The term crypto whale is one that every crypto trader who had invested in Bitcoin would be familiar with today. This is because the major price movements in the market whether upward or downward are caused by the activities of these crypto whales. Many crypto traders who have lost some funds in the past; due to the pump-and-dump activities of these Whales now take time to examine every crypto project to ensure that there are no whales on it before proceeding to invest in them.
Often, investing in crypto projects with many Whales has been considered a very risky investment when it comes to cryptocurrency trading. This work will therefore help you understand the meaning of crypto Whales and why it is very risky to invest in any crypto project with a lot of whales in it.
What are Crypto Whales?
What comes to your mind when you hear about Crypto Whales? Some traders often think about the large water giant fish known by this name whenever the word is mentioned. Well, if you are among such traders who often think that way when the word is mentioned, then you got nothing to worry about as the idea you have about this giant water fish known as Whale will all the more help you understand the meaning of crypto Whale and why crypto traders invented this word to describe the activities of a particular class of crypto traders called crypto Whales using the crypto jargons.
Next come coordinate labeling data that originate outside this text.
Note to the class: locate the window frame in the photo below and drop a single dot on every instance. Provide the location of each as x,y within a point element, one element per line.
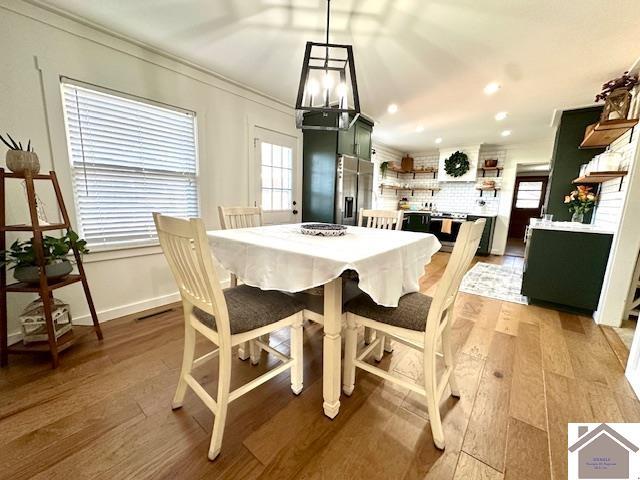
<point>103,252</point>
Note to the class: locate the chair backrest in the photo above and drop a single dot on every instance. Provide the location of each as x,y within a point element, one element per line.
<point>463,252</point>
<point>386,219</point>
<point>240,217</point>
<point>185,245</point>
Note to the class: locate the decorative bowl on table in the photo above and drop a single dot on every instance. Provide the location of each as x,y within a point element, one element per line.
<point>323,229</point>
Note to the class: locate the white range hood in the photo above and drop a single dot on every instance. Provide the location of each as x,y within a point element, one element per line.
<point>473,152</point>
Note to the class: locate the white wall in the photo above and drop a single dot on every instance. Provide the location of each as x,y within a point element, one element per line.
<point>39,47</point>
<point>463,196</point>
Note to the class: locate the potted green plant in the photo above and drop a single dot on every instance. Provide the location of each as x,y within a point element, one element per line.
<point>21,160</point>
<point>21,257</point>
<point>580,201</point>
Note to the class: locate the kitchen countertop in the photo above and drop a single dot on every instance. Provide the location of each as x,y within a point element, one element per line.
<point>569,227</point>
<point>438,213</point>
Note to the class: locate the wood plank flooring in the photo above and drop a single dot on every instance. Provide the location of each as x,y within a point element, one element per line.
<point>523,371</point>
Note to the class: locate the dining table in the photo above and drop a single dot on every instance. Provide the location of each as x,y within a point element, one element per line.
<point>389,264</point>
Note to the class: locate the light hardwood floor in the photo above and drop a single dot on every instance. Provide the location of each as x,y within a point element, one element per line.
<point>524,372</point>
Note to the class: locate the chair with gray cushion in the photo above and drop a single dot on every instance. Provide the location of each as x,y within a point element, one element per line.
<point>226,318</point>
<point>420,322</point>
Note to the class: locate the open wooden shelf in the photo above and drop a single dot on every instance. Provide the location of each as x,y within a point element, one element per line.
<point>406,189</point>
<point>398,170</point>
<point>488,189</point>
<point>63,342</point>
<point>602,134</point>
<point>484,170</point>
<point>26,287</point>
<point>600,177</point>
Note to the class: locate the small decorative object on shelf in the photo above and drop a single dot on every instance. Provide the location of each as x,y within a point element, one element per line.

To further brighten your previous knowledge of what you know about the sea Whale before we proceed to define the crypto Whale, we need to mention here this interesting fact about the sea Whale which is that: they can survive for months without eating and can feed on other sea creatures once they are hungry. Also, their bodies are so large that they can sink a large boat. With these points in mind, we can proceed to define a crypto Whale below.
A crypto Whale refers to wealthy crypto traders with large holdings in a particular crypto project. Often, these whales could hold as high as five to ten percent of a particular cryptocurrency. This could even be greater in cases of newly launched crypto projects still at the pre-launch stage when an individual could be found to hold as high as 50% of the coin in their wallets. This is very unhealthy for such projects as such individuals will single-handedly influence the price of that cryptocurrency when they sell off their holdings.
How to identify a crypto project with Whales in them
Before investing in any crypto project, it is always necessary for the investor to do proper research and ensure that there are no whales on the project. This is because such Crypto projects with large whales in them are usually subject to pump-and-dump in the market.
To identify a crypto project with large whales in them, the trader needs to study the transaction hash ID using blockchain explorer for the particular cryptocurrency he wishes to invest in. This will display the project and the different wallet addresses holding the coin.
Why should you avoid a crypto project with a lot of whales in it?
Crypto Whales are known to be large holders of a particular cryptocurrency. The amount of coin held by these Whales is so large that it affects the price of the coin negatively each time they decide to sell. One important reason why investors tried to avoid a crypto project with lots of Whales in it is that such projects are subject to pump-and-dump.